Urrutia: „At present, clinical guidelines in the United States are such that every person suffering from pancreatic cancer is eligible for genetic testing. We have just conducted a retrospective study in which we sequenced DNA of 550 patients who were suffering from pancreatic cancer, when we found that as many as 20% of them were carriers of pathogenic mutations on genes associated with the development of diseases that provide predisposition for cancer development. Of course, it is not possible to test and screen the entire general population, but we currently consider a screening, for example, in women with ovarian cancer and BRCA mutations, as it is known that they have predisposition to also develop pancreatic cancer.”

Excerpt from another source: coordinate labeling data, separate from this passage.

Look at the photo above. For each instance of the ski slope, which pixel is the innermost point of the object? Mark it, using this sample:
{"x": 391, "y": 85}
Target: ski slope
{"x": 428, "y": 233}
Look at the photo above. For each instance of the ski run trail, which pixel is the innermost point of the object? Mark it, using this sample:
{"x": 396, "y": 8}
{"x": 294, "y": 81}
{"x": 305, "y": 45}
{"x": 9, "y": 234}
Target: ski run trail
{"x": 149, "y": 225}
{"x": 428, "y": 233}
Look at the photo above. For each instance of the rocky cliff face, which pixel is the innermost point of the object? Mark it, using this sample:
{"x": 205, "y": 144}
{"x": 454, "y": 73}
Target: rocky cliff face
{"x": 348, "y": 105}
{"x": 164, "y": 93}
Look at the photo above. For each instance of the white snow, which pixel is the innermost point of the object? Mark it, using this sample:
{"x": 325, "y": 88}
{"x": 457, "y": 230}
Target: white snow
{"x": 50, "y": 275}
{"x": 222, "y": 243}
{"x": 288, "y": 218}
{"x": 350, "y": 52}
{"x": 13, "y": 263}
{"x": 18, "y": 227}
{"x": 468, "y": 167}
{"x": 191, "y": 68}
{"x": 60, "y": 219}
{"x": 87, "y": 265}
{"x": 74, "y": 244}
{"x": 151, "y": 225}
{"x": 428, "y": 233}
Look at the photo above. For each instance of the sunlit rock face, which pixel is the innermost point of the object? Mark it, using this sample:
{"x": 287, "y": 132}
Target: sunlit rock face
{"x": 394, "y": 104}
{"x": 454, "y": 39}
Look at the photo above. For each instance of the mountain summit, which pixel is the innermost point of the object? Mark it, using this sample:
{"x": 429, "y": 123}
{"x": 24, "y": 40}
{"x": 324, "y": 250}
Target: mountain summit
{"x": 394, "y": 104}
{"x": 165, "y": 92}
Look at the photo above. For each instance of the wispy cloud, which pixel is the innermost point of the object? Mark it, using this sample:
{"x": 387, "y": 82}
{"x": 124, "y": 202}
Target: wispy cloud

ISABS: Is it possible to talk about sensitivity and reliability of such tests for early diagnostics?
Urrutia: „The only test for the purpose of early diagnostics, which, at this moment, provides some kind of hope is analysis of free circulating tumor DNA, so called “liquid biopsy”, on what we are currently working. However, it should be kept in mind that this is only the beginning, but we are certainly dedicated to fighting pancreatic cancer and believe that we will be more successful in the future.”
Raul A. Urrutia held one in a series of lectures explaining the molecular basis of epigenetic control. Professor Urrutia focused on epigenetic regulation by modifying chromatin complexes. The lecture was divided into two parts, and in the first part he referred to the role of the nucleosome remodulation and pointed out that this part of the regulation was "all about moving". Mobility obtained by remodeling nucleosomes is important for achieving the optimal degree of DNA condensation at any given time. In the second part of the lecture he highlighted the characteristics of the enzyme for chromatographic modification, bearing in mind the labels that construct the epigenetic code, or "It's all about marks." He emphasized that hereditary epigenetic markers make the epigenome, while non-hereditary changes are a part of the chromosome dynamics processes.
„11th ISABS Conference on Forensic and Anthropologic Genetics and Mayo Clinic Lectures in Individualized Medicine“ (www.isabs.net), organized by the International Society for Applied Biological Sciences (ISABS), is held from June 17th to 22nd 2019 in Split, Croatia, and it is one of the most prestigious scientific gatherings this year. The conference will be attended by over 600 participants from 45 countries around the world. The fact that more than a million visitors have visited ISABS official website (www.isabs.net) since the foundation of ISABS, and 6000 scientists and 600 invited lecturers from more than 70 countries participated in these congresses, clearly explains the strength of this Croatian scientific brand, recognized worldwide.